By triangle inequality $12 = |z -3| + |z| + |z+3| \ge |z-3 + z + z+3| = 3|z|$

So $|z| \le 4$

And $12= |z-3| + |z| + |z+3| \le |z| + |3| + |z| + |z| + 3 = 3|z| + 6$

So $|z| \ge 2$

so $|z| = 2,3,4$.

If $z = \pm 4$ then $|z-3| + |z| +|z+3| = 1+4 + 7 = 12$.

If $z = \pm 2i$ then $|z-3| + |z| + |z+3| = \sqrt{2^2 + 3^2} + 2 + \sqrt {2^2 + 3^2} = 12$.
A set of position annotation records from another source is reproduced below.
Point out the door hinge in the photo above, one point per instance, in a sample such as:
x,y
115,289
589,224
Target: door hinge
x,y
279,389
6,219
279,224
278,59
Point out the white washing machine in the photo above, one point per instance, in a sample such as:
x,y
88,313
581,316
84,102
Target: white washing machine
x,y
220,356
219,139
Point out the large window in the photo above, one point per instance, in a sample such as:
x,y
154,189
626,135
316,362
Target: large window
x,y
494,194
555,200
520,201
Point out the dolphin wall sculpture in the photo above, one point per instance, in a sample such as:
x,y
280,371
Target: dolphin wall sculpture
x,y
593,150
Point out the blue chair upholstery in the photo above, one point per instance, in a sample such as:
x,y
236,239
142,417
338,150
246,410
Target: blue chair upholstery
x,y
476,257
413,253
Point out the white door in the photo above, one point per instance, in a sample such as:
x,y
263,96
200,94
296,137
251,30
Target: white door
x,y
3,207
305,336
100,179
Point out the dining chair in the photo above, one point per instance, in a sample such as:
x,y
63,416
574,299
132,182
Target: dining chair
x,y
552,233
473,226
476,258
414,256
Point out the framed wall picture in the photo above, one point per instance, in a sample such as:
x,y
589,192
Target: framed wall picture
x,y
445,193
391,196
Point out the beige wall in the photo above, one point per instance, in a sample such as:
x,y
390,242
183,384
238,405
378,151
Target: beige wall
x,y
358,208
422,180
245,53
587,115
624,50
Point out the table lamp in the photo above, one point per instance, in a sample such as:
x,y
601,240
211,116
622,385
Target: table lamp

To solve for $|z| = 3$ we need $z = a + bi$ and $\sqrt{(a+3)^2 + b^2} + 3 + \sqrt{(a-3)^2 + b^2}=12$ or $\sqrt{(a+3)^2 + b^2} + \sqrt{(a-3)^2 + b^2}=9$ and there are infinitely many solutions to that.

Answer 2

Continue your work a bit more with the triangle inequality: $12 \le |z|+3 + |z|+3 + |z|\implies 6 \le 3|z| \implies |z| \ge 2$ . Thus $2 \le |z| \le 4$ or $|z| \in [2,4]$ . And if you are looking for the integer values of $|z|$, then $|z| = 2, 3, 4$ are the only possible values.